Thursday Nights begins with a meal – prepared by volunteers who sign up for slots each month – and then moves into worship, which always involves scripture. Some nights there are activities, such as cookie and ornament decorating, stories, skits acted out by the children, videos, or music. One night, Rev. Earthrowl set up the sanctuary like a mini-golf course with marbles as golf balls and tongue depressors as clubs.
“I think it’s just so exciting to have a place where people can come into the church and not have all the stereotypes there that might keep them from coming to worship and be able to come in,” she said.
Delaney Armstrong, a sixth grader who goes to Thursday Nights with her family, said she enjoys going “because it’s fun, and we learn a lot about God and Jesus.”

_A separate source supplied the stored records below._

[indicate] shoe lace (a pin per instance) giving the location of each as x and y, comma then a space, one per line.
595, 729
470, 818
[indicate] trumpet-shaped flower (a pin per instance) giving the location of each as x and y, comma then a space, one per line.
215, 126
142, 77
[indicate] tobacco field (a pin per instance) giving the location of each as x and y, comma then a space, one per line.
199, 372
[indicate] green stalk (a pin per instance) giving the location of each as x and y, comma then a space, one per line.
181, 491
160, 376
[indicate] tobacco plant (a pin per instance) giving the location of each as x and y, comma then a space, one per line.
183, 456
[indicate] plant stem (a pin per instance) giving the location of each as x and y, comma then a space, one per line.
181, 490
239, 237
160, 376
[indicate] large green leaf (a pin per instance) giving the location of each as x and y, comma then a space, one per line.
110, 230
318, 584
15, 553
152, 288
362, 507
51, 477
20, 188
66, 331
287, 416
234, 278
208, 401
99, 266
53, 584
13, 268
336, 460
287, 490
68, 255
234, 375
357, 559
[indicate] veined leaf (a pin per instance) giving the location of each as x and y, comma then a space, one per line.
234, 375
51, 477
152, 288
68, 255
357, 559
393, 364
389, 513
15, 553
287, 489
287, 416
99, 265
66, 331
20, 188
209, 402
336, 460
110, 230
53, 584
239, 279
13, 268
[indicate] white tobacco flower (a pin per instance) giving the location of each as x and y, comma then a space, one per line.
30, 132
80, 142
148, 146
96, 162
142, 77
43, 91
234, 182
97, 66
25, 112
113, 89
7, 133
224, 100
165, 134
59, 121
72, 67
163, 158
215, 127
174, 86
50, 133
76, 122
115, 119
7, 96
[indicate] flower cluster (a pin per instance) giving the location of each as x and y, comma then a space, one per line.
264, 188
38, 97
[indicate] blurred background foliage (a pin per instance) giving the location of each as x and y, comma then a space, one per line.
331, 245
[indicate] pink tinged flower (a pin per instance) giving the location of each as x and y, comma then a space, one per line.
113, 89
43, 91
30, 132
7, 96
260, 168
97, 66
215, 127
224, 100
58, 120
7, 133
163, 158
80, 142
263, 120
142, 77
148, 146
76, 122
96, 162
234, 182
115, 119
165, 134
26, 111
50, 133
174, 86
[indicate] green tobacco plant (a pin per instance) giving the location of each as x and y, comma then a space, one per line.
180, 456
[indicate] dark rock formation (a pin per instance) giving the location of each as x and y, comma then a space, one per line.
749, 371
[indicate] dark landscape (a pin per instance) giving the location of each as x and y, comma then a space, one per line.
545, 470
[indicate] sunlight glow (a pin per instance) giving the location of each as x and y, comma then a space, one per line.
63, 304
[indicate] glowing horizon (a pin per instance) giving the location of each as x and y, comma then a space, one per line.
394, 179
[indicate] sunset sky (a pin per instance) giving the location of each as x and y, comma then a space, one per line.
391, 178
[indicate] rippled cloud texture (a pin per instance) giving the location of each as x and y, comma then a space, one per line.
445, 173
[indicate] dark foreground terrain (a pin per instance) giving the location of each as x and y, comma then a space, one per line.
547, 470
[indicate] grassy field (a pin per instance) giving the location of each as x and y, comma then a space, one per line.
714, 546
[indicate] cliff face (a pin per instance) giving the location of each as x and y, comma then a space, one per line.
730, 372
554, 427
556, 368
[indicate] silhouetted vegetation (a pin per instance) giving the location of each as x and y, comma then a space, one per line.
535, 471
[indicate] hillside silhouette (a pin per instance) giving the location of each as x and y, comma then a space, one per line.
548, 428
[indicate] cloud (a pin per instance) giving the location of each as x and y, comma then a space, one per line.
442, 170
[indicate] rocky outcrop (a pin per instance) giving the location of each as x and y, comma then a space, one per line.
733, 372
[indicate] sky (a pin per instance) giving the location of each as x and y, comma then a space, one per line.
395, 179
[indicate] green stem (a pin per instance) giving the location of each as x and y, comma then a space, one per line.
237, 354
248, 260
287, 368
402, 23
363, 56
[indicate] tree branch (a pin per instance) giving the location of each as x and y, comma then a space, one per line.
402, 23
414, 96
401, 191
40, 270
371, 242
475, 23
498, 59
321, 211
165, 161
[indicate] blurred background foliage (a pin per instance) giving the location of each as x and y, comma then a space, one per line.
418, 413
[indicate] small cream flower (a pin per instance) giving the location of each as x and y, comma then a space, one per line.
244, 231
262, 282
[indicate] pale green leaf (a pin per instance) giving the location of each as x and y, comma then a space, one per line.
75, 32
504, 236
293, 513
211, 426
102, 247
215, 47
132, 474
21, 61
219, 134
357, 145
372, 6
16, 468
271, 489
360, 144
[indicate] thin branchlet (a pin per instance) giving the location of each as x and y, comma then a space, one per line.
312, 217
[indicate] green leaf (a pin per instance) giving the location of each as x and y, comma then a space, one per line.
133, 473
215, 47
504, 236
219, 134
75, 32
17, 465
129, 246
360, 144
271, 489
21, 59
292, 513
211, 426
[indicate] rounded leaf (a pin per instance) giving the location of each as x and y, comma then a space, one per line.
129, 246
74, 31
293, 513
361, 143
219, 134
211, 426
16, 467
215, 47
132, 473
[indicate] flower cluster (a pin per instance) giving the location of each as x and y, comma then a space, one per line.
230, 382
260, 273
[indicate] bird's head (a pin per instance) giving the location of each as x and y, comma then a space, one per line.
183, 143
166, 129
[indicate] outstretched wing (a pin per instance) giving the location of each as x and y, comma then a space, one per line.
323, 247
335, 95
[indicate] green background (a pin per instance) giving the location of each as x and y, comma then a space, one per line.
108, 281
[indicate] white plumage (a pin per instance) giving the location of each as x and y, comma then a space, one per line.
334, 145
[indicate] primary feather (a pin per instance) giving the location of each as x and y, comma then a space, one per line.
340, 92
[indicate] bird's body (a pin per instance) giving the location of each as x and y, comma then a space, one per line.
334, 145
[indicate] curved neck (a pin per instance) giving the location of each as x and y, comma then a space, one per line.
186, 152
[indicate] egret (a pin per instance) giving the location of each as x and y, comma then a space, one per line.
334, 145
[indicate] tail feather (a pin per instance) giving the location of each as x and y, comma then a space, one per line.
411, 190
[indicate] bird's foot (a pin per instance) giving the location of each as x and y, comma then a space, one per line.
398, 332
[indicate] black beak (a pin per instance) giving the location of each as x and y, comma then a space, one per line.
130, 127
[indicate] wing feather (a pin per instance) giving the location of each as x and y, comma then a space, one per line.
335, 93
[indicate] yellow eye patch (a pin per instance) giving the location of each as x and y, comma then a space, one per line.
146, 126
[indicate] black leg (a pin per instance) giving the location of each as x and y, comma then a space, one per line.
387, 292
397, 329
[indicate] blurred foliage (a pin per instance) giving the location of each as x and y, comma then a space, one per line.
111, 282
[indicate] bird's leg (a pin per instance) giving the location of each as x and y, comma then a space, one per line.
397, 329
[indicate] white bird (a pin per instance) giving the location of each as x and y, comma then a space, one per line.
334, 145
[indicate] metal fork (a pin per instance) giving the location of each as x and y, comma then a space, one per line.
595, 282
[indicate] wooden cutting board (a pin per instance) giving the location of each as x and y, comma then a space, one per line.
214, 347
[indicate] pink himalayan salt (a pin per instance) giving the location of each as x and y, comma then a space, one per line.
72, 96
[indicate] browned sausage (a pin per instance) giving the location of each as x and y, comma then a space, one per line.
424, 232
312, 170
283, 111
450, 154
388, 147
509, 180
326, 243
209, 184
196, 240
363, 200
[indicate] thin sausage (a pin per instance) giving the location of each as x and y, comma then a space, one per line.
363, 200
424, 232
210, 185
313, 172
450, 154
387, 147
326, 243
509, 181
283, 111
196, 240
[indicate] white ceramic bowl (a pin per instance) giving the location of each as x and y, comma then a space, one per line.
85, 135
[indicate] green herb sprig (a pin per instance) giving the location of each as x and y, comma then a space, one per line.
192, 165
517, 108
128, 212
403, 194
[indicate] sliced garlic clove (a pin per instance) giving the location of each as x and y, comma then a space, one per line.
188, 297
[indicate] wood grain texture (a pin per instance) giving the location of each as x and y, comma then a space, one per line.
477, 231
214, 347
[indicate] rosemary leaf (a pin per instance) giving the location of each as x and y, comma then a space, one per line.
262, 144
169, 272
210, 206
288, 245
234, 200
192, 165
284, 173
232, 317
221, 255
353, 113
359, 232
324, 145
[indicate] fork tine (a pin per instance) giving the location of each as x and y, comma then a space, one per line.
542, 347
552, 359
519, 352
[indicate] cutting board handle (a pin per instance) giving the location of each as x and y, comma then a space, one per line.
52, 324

Rev. Earthrowl said she feels that Thursday Nights gives attendees “a connection with God that they haven’t had before.” She recalled one night, when she was about to read a Bible story, when she was interrupted by Judson Wohlleb – a fifth grader who attends Thursday Nights with his family – who told her, “Debbie, I just love Jesus.”
“That’s what’s really powerful, especially for the children that had not been to Church before the Thursday supper worship; it’s their first experience hearing about God, hearing about Jesus and talking about what that all means,” she said.
And Thursday Nights has become a family affair for the Wohllebs.
“Our kids are homeschooled and we still wanted them to be a part of the community, and we didn’t attend church already, and so this was a nice way to get involved and learn about church … ” said Sarah Wohlleb, Judson’s mother.
After becoming involved with Thursday Nights, Sarah found out she was pregnant. Once her daughter was born, she had her baptized during one of the Thursday Nights gatherings.
“This group has become her second family,” she said.
Rev. Earthrowl said Rev. Masland has been very supportive of Thursday Nights. She said she is very excited that the Conference lifts up new faith communities and sees them as something of value.
“We’re taking a look at a variety of ways to look at new faith communities; they all don’t look alike by any means,” she said. “And that’s exciting, too, because it can be what’s right for your community and your congregation and the community that you serve.”
For those feeling called to plant, Rev. Earthrowl has this advice to offer: “You should feel free to try anything you feel God is calling you to try because we just have no idea how powerful it can be.”